Review: Vanessa Redgrave and Timothy Spall square off in vividly acted ‘Mrs. Lowry & Son’
“I am a man who paints. Nothing more, nothing less,” repeats L.S. Lowry (Timothy Spall), a suffering artist thwarted by his elderly mother Elizabeth (Vanessa Redgrave), throughout the gripping, gorgeously acted biopic “Mrs. Lowry & Son.” It’s a haunting mantra that speaks volumes about a self-effacing talent who became one of England’s most famous contemporary painters.
Based on the stage and radio play by scripter Martyn Hesford, this 1934-set film spends a swatch of time with Lowry and his domineering, widowed mum, who, with vivid dysfunction, share a modest home in working-class Lancashire, England.
Although it occasionally escapes its theatrical roots, the movie largely takes place in Elizabeth’s bedroom. That’s where Lowry shares meals and chats with the forlorn and manipulative woman, who never misses a chance to blithely degrade, browbeat or discourage her middle-aged son. Her constant jabs at Lowry’s artwork — gloomy but distinctive urban landscapes — are like stakes to his heart, endured with a grim patience learned over a lifetime.

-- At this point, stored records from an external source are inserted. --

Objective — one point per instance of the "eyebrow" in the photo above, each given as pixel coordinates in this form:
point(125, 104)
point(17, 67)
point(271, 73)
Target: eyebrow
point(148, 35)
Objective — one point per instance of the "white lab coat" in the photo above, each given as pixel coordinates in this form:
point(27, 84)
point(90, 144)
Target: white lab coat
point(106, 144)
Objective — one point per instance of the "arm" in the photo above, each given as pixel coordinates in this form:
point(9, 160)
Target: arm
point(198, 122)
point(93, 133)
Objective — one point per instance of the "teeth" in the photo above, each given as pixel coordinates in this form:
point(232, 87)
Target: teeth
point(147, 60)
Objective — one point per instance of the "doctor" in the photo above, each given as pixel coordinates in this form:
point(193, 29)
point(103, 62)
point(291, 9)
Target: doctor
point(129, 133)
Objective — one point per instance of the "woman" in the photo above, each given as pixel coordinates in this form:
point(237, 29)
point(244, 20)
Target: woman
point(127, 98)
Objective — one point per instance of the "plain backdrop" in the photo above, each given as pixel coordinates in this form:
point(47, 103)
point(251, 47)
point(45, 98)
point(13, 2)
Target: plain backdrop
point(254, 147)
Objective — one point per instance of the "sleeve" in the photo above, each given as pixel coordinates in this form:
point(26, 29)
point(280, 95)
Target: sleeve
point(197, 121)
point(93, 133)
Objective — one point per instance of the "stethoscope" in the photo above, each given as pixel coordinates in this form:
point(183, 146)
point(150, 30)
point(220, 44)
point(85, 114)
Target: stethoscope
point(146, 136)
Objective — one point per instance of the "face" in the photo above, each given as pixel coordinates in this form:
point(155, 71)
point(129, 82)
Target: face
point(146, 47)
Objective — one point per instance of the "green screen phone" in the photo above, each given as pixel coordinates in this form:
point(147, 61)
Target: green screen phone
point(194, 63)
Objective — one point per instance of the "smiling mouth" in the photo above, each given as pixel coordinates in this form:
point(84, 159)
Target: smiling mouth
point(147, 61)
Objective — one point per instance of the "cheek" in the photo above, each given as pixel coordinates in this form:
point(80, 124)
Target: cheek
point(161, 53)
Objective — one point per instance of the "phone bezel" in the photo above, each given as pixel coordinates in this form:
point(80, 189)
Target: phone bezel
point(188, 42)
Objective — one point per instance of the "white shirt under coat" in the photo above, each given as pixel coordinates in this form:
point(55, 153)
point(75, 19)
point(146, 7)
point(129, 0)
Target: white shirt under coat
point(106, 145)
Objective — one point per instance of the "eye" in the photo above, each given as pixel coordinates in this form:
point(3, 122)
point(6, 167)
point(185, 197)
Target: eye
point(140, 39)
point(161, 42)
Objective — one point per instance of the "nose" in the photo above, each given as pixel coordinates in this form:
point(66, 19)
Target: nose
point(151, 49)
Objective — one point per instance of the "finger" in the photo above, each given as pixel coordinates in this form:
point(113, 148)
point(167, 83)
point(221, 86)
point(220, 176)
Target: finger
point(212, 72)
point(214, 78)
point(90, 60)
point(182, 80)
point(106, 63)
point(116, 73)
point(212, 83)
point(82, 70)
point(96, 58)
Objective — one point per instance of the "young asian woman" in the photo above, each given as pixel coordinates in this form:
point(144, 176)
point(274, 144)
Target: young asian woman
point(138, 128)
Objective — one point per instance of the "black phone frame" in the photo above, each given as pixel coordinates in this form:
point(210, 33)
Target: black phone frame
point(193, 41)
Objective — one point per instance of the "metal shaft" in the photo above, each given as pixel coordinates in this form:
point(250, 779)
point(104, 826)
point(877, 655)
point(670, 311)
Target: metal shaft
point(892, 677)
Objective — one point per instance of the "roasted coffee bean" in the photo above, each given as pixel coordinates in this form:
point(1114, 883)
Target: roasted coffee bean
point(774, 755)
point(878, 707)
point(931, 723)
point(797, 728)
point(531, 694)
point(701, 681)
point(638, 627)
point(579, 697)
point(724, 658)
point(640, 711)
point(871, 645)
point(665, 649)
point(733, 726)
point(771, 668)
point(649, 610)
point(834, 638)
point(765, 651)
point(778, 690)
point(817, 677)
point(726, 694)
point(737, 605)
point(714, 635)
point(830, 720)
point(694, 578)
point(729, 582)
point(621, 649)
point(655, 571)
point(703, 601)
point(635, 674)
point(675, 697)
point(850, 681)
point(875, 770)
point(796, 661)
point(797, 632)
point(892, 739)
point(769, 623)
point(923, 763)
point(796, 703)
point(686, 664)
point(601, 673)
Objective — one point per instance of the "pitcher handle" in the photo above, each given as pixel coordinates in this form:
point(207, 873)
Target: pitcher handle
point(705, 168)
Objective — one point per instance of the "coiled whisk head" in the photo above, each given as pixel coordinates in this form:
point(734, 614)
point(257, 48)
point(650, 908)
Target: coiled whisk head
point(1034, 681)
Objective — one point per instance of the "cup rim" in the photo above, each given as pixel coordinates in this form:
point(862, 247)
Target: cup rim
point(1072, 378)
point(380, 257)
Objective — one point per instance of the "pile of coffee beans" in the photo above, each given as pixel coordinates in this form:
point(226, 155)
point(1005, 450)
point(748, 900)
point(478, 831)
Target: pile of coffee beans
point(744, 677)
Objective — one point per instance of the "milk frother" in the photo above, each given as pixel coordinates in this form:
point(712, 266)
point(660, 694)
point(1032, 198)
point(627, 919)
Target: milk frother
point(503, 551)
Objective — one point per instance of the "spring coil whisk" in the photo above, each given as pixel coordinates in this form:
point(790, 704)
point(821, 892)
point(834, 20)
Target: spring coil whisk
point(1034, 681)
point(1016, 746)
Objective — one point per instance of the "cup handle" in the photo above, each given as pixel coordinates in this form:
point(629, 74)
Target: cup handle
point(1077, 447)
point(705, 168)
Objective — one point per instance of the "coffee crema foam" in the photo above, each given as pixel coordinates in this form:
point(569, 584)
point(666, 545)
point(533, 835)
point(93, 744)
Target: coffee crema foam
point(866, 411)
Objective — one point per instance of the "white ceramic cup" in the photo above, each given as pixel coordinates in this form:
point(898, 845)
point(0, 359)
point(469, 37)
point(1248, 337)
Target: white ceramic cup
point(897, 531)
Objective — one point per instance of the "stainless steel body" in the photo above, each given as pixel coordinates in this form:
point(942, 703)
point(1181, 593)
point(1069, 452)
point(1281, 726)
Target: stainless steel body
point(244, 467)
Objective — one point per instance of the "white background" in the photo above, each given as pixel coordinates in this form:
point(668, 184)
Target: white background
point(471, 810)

If often sad and unsettling, the film is also livelier and less oppressive than it may sound thanks to the fine writing, deft direction by Adrian Noble, and the superb, if painful interplay between Redgrave and Spall (who played another well-known English painter in 2014’s “Mr. Turner”).
A present-day visit to the Lowry, a museum in Salford Quays, England, which houses much of Lowry’s work, provides a fitting coda.